Parlons sans figure. Martyr de mon zèle pour le salut de la patrie, je ne porterai plus mes réclamations à l'assemblée nationale : les hommes superbes et vains qui se parent des dépouilles du peuple, les hypocrites qui l'égarent, les gens de loi qui lui vendent la justice, les intrigants qui cherchent à l'asservir, les fripons qui travaillent à l'affamer, les scélérats qui s'efforcent de le replonger dans l'abîme, et, pour tout dire, en un mot, les ennemis publics qui dominent le corps législatif se soulèveraient à mon nom seul; aveuglés par leurs passions, et sourds à la voix du devoir, ils immoleraient sans pitié l'homme intègre qui osa dévoiler leurs noirs projets, et défendre contre eux la cause de la liberté.

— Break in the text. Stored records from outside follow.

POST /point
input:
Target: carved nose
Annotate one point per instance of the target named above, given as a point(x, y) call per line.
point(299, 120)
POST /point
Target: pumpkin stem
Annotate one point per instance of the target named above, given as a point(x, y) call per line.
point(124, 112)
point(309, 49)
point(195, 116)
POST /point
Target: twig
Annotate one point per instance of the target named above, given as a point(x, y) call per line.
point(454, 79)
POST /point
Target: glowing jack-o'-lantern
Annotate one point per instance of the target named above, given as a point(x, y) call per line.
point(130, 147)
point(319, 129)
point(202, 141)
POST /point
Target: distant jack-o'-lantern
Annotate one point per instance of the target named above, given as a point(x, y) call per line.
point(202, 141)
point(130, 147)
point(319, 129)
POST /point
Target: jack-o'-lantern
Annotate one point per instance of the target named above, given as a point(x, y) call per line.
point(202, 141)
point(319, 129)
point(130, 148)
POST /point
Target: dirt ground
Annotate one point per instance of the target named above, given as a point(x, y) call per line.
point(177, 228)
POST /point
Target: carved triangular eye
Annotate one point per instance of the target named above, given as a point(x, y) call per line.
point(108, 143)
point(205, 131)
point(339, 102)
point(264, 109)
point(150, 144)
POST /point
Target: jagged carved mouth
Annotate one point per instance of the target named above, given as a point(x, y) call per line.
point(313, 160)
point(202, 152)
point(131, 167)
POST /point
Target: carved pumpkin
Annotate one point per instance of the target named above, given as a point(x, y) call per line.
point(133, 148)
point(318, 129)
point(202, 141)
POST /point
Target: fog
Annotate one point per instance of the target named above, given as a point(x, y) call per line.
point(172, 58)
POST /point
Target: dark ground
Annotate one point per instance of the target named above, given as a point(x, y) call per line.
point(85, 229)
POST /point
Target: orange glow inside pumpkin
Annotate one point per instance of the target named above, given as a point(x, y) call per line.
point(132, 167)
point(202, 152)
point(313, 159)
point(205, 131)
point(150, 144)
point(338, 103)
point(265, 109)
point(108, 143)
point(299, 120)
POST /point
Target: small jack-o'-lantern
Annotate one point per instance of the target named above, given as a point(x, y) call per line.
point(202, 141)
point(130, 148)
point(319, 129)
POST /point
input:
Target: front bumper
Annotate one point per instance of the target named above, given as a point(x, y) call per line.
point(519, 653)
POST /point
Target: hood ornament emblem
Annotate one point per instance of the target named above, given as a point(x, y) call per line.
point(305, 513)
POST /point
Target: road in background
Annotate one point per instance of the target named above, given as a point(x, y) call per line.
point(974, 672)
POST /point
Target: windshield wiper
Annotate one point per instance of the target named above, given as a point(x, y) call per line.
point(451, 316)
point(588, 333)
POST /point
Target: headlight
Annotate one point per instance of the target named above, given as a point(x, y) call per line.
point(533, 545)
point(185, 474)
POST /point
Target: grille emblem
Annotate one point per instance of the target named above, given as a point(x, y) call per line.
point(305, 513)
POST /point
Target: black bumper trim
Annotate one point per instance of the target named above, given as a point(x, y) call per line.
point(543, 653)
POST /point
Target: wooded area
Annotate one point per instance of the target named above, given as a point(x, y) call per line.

Qu'ils jouissent de leur faux triomphe, je ne les fatiguerai plus de mes plaintes : c'est à la nation que j'ose les adresser, c'est pour elle que j'ai combattu, c'est pour elle que je me suis fait anathème.
Si elle pouvait oublier mon dévouement, je me soumettrais sans murmure à la rigueur du sort : mais avant de tomber sous les coups de la tyrannie, j'aurai la consolation de couvrir d'opprobre mes lâches persécuteurs; j'envelopperai ensuite ma tête de mon manteau, et je présenterai le cou au fer des assassins.
L'Ami du Peuple poursuivi comme un malfaiteur, par le ministère public! Pourrait-on le croire, si le ministère public n'était composé des ennemis du peuple? Ce qui doit le plus affliger un homme de bien, victime de sa vertu, ce n'est pas d'être exposé à succomber sous les artifices des méchants; c'est de voir soupçonner son innocence. Pour faire triompher la mienne, il faut remonter au principe de la persécution que j'éprouve; mais pour montrer la turpitude de mes persécuteurs, il suffira du simple exposé des faits.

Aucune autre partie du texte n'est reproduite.